According to Google, over 12 percent of searches in the United States were affected by Panda. This update is just one of more than 200 different factors that Google uses to rank pages. In the last year, Panda began to have a monthly schedule. As a result, many websites tried to diversify their content beyond search engines and create better quality articles. To lose the penalty, webmasters must remove or improve low quality content.

This update made people realize that some widely used practices were actually going against Google’s recommended Best Practice guidelines. Panda affected web pages that don’t have relevant content, but simply exist to push users to cloned sites, landing pages, parked pages and more. Many websites hit by Google Panda are loaded with intrusive ads or provide duplicate content. It takes just one or two pages of poor quality content, and your entire website can be penalized.

How to Recover from Google Panda

The best thing you can do to recover from Google Panda is to constantly update your website with fresh, relevant, and informative content. Webmasters should also avoid over optimization. Try to keep the optimization ratio around 70 percent. Every time you write a new post, ask yourself a few questions. Is it well researched? Is it useful for readers? Are you providing information from reputable sources? Focus on creating unique content. For example, if you have an ecommerce website or an online store, write unique product descriptions.

What Is Google Penguin?

Google Penguin was released on April 24, 2012. This update affected over three percent of English-language search queries. It aimed to decrease rankings of websites that violate Google’s Webmaster Guidelines by using black hat SEO tactics, including content spinning, link schemes, cloaking, and keyword stuffing.

Many SEO experts agree that Penguin was just the official word that Google is taking action against people who are trying to cheat the system and use unnatural linking practices. Website owners should check their Google Webmaster accounts for any messages from Google warning about a potential penalty. Some contributing factors to Penguin may include:

– Keyword stuffing in internal/external links
– Blog spam
– Low quality article marketing
– Overuse of exact-match domains
– Excessive links from poor quality websites’
– Aggressive internal linking
– Unnatural inbound links
– Paid links
– Link exchanges

Google Penguin is cracking down a common black hat SEO strategy: abusing links to achieve higher search engine rankings. If your website has links from low quality directories, link schemes, and dubious sites, you may receive a penalty. It is estimated that 94 percent of Google Penguin victims did not fully recover. Overly-optimized websites will continue to be targets. For now, the best approach is to focus on the quality of your site in terms of content value, link value, and visitor interaction.

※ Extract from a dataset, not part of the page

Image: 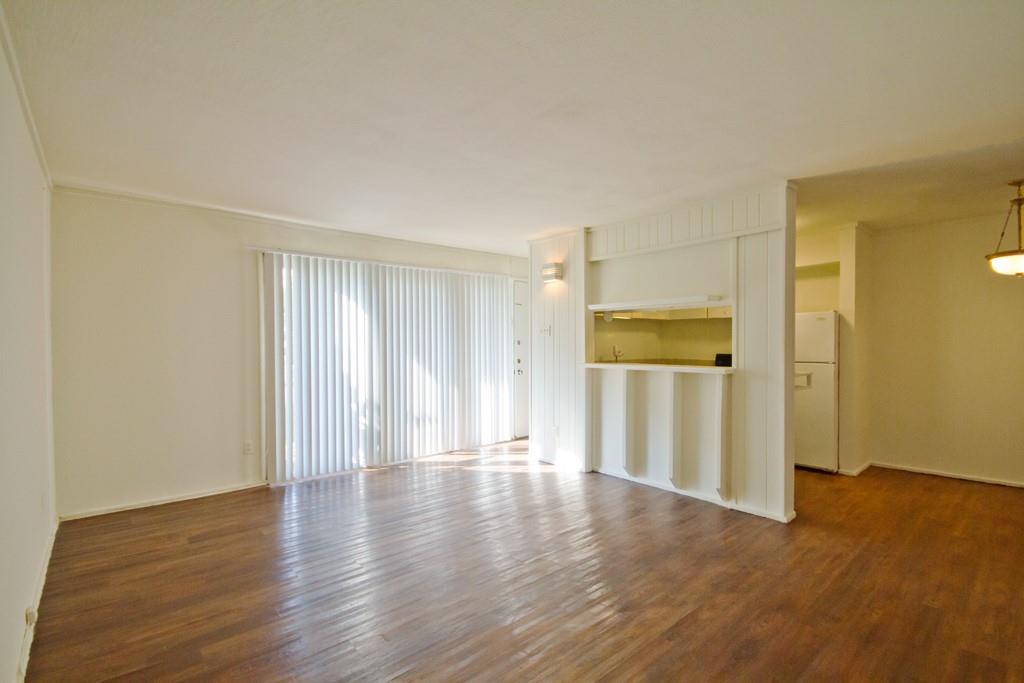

How to Recover from Google Penguin

The first step to recover from Google Penguin is to analyze your website’s traffic data and identify the problem. Check the backlinks pointing to your site and determine which of them are contributing to your penalty. Remove as many bad links as you can. Send out link removal requests to webmasters and then start a new link building campaign. Safe post-Penguin link-building anchor types include hybrid-branded anchors, universal anchors, and branded anchors.

Focus on link quality. Work on collaborative projects with reputable webmasters. Offer you services in exchange for relevant backlinks. Publish guest posts on high quality sites. Spend your time building connections with industry influencers. Keep your bounce rate low and write great content. Make sure your website has a diversified link building strategy.